The importance of a good search bar for B2B sites

Any frequent web user has experienced websites with good search bars and bad search bars. SLI Systems Australia vice president, Mark Brixton shares the importance of having a good search bar and what you can do to have a search bar that will maximise your company’s revenue.
If you want your website to stand out in the world of B2B businesses, start with search. Your search box, where your customers type their wants and needs is often a missed opportunity to wow them and gain valuable insights.
Your B2B audience might be researching vendors and suppliers at work, but at the end of the day they are normal consumers and savvy online shoppers. They expect a sophisticated user experience without roadblocks and a seamless search experience. When you consider which of your site visitors are the most important to win, hands down, the answer is ‘searchers.’
Treat searchers right, and your bottom line will benefit. Here is how site search can turn your B2B audience into a buyer:
Provide relevant results
The first thing your site search should do is provide relevant results. Visitors on a B2B site aren’t shopping for the fun of it. They want to find what they need fast. After all, time is money.

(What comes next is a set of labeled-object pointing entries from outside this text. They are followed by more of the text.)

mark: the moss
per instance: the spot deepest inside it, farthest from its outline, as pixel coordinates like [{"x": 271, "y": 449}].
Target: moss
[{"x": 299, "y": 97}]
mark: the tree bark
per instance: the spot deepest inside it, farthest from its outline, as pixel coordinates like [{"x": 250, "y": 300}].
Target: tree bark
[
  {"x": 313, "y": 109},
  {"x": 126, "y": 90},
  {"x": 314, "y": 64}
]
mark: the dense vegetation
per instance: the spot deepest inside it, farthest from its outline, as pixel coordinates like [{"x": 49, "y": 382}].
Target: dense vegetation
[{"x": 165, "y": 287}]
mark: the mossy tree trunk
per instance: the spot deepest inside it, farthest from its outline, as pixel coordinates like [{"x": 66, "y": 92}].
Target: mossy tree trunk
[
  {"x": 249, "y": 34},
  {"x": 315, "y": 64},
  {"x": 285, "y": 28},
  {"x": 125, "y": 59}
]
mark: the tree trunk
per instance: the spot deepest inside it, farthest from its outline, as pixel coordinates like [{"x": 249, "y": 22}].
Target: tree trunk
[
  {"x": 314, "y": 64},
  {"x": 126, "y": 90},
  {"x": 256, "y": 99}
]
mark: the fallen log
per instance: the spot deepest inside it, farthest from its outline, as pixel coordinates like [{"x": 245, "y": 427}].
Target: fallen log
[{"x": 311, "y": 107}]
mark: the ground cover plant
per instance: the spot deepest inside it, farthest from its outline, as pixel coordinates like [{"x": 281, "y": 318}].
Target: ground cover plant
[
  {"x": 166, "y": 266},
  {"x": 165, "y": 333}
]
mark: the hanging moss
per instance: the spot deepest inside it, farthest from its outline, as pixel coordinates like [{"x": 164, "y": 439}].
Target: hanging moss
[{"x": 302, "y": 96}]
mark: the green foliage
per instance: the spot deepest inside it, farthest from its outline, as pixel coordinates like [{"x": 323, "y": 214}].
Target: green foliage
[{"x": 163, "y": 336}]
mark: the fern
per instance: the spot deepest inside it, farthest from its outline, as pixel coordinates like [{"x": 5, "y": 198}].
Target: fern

If people quickly move from search to navigation or leave your site altogether, your site search isn’t doing its job.
Showcase your expertise
You’ve created a virtual library of case studies, blogs, consumer guides and videos – all with the hope of educating and converting your prospects into customers. But can they find any of it?
Be open to possibilities
A good search bar will allow users to can enter a “key word, item# or model#” into the search box – a confidence-boosting move that makes users feel they can’t go wrong. Smart search will allow you to create appropriate synonyms and tune your results so that visitors find what they are looking for, even if they type it in slightly different ways. Technical specifications and measurements are a great example.
Be mobile friendly
You’ve already heard the news. Google’s new algorithm makes it mandatory for websites to play nice with smartphones and tablets. Imagine the person at a job site searching for information (remind me again, how do we install this window?) or for a replacement part (does the nearest store have one in stock?). The more you convey valuable information to the mobile shopper, the more valuable you are to them.
Listen up
That magical search box is talking to you, so listen and use this information to get ahead. The search box is where your customers tell you exactly what they want in their own words. Advanced site search will give you the ability to easily pull reports and spot trends. Use this data to tailor your merchandising efforts.